Tra le innumerevoli tecniche espressive che connotano l’arte contemporanea, la scultura è forse quella che più di altre manifesta ancora la propria indipendenza dalla digitalizzazione e dagli strumenti che questa offre.
Spesso, chi si occupa di scultura, pur ricorrendo magari a materiali nuovissimi e hi-tech, ricorre a tecniche di lavorazione la cui origine si perde nel tempo, che richiedono lunghe fasi di elaborazione oltre che attese, come accade da millenni agli scultori e a chi si occupa di arti plastiche in genere.
In questi giorni a Bolzano è ospitata una mostra nella quale una serie di opere proietta l’osservatore all’interno del tempo scandito dalla scultura, attraverso un percorso che sospende lo scorrere dei minuti, per far coincidere storia e presente.
Negli spazi della galleria Antonella Cattani contemporary art, Hermann Runggaldier utilizza l’uomo o più precisamente il corpo umano, quale strumento per dare forma e visibilità ad un’analisi che approfondisce le relazioni che l’uomo contemporaneo è - o non più -in grado di tessere.
Nei cicli di opere in mostra, il corpo umano si trasforma in raffinato strumento di analisi dei legami interpersonali e delle dinamiche profonde, che ancorano l’esistenza umana alla natura, mentre la storia del singolo si trasforma in universale.
Nella serie di opere in mostra fino al 27 giugno, prende forma una delicata analisi della condizione umana, declinata ricorrendo a due diversi formati e ai relativi linguaggi.
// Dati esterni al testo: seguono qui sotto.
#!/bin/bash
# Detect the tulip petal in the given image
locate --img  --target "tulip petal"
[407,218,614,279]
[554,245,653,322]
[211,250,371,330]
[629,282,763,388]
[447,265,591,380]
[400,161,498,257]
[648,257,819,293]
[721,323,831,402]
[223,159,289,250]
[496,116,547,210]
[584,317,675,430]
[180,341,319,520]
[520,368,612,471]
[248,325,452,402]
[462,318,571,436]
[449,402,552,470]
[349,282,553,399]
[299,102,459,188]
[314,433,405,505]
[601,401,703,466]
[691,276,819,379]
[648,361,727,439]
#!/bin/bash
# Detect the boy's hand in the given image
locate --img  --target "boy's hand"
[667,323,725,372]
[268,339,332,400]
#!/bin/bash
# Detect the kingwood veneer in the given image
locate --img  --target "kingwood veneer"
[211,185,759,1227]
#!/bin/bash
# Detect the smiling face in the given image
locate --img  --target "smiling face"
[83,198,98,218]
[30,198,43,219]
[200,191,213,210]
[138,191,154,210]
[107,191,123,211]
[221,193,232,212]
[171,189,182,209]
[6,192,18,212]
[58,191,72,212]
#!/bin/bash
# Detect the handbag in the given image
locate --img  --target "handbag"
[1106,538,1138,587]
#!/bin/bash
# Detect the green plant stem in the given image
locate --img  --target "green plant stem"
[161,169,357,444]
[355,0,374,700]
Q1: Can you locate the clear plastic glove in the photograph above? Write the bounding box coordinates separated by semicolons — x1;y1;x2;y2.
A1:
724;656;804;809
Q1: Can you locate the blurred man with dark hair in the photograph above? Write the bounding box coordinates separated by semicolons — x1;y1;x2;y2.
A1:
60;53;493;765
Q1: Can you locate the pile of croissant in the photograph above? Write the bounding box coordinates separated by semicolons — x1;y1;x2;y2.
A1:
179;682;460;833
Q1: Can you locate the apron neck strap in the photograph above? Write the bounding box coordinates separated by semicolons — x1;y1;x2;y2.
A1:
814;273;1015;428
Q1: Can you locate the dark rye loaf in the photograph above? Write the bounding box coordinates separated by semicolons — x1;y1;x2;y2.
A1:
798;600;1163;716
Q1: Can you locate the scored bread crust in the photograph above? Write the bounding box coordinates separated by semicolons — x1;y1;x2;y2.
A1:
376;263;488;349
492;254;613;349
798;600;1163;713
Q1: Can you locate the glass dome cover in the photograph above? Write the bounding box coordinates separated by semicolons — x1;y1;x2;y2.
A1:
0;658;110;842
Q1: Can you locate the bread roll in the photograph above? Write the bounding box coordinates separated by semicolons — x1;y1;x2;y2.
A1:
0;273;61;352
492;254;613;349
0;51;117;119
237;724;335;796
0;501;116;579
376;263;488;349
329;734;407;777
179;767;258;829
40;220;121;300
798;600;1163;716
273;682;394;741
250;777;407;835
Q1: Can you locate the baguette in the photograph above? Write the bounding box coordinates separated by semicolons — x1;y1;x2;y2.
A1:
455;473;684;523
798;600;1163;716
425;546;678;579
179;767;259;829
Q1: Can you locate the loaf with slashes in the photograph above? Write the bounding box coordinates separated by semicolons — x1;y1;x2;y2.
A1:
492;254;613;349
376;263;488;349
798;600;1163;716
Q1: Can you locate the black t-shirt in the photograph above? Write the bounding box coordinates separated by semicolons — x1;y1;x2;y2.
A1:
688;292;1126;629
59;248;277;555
Da una parte, le coppie di figure a grandezza naturale, si pongono sullo stesso piano dell’osservatore, ne condividono lo spazio, nonché il presente. D’altro canto, i gruppi di figure di minori dimensioni, appaiono sospese all’interno di palcoscenici estranei a qualsiasi precisa collocazione storico-geografica, che per forza quindi diviene “qui e ora”.
Attraverso la propria ricerca, Hermann Runggaldier elabora una complessa esplorazione della condizione umana e del suo essere in relazione a sé stessa, agli altri, e ad una natura sempre presente anche se negata, che si rivela in una serie di rilievi caratterizzati da superfici levigate, all’interno delle quali fanno la loro presenza una serie di finestre, dalle quali si affacciano simbolici elementi naturali, che riportano l’uomo al proprio legame con la terra.
In questi lavori la storia personale si trasforma in universale, le vicende del singolo diventano quelle dell’intera umanità, riportando a quel senso di condivisione di un destino comune, così chiaro nelle pagine della storia eppure a volte così difficile da cogliere nel presente.